Ghouri fled, but stepped in a pothole, tripped, and fell. In minutes, his ghost joined the mob assailing Vis’s specter.
The troops of Magicians Borgen, Sechechs, and Espayic staggered into the large mall where Linden Tree Promenade met Centric Street. They pitched camp with the dragging steps and leaden arms of the exhausted, then collapsed on their blankets. For some of them, hunger was stronger than weariness, so a few cookfires blossomed in the dusk, though most managed to chew their beef jerky without benefit of boiling.
From an archway into a nearby courtyard, Longshanks watched with Solutre, Mira, Blaize, and Alea. “They won’t split up!
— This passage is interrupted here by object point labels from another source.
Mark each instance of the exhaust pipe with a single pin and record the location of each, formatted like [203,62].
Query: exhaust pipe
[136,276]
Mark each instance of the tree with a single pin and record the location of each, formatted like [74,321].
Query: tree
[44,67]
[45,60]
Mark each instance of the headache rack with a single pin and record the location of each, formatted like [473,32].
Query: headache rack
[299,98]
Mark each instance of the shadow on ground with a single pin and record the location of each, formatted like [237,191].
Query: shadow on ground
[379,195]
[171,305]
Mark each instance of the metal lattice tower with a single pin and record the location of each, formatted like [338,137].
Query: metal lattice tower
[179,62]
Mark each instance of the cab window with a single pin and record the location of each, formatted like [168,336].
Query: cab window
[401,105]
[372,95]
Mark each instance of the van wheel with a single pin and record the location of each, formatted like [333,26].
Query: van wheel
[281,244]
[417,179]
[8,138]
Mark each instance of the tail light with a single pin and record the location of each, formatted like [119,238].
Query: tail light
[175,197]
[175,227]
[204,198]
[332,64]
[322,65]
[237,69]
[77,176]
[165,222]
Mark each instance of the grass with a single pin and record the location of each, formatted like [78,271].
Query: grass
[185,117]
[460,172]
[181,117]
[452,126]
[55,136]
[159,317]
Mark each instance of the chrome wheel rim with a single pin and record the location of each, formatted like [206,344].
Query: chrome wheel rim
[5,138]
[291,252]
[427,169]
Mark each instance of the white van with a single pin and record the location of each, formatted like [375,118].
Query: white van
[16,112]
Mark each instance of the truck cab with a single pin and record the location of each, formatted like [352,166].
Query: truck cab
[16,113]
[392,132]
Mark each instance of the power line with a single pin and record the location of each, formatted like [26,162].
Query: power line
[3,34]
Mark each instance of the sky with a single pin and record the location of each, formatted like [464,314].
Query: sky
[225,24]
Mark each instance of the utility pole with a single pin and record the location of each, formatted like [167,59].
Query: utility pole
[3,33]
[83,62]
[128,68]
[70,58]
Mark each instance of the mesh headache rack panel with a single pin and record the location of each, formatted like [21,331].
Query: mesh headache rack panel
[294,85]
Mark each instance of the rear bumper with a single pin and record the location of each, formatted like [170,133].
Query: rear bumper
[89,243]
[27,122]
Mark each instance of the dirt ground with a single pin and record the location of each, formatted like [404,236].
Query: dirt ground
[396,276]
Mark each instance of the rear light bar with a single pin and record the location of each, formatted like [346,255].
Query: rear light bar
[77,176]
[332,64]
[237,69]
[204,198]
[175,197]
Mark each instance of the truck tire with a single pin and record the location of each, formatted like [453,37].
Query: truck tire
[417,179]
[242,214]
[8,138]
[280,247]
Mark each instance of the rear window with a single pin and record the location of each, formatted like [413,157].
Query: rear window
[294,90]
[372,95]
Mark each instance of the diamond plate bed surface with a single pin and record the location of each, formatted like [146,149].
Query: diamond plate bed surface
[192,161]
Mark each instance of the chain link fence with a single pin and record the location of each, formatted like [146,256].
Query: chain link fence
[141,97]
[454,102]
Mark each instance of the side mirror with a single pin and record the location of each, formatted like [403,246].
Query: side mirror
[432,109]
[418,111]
They just won’t split up!”
“There has to be a way,” Alea said.
“There is,” Blaize said, face pale. “Assemble a hundred ghosts, tell them to make themselves look solid and only a little larger than normal, and have them charge the sleeping camp.”
“Yessss!” Longshanks lifted his head. “The soldiers will strike and their blades will go right through—to cut into one another!”
“Ingenious,” Alea agreed, “if we can trust the specters not to indulge in any of their usual haunting tricks.”
“I’ll have to lead the charge, of course,” Blaize said, his face pale and strained.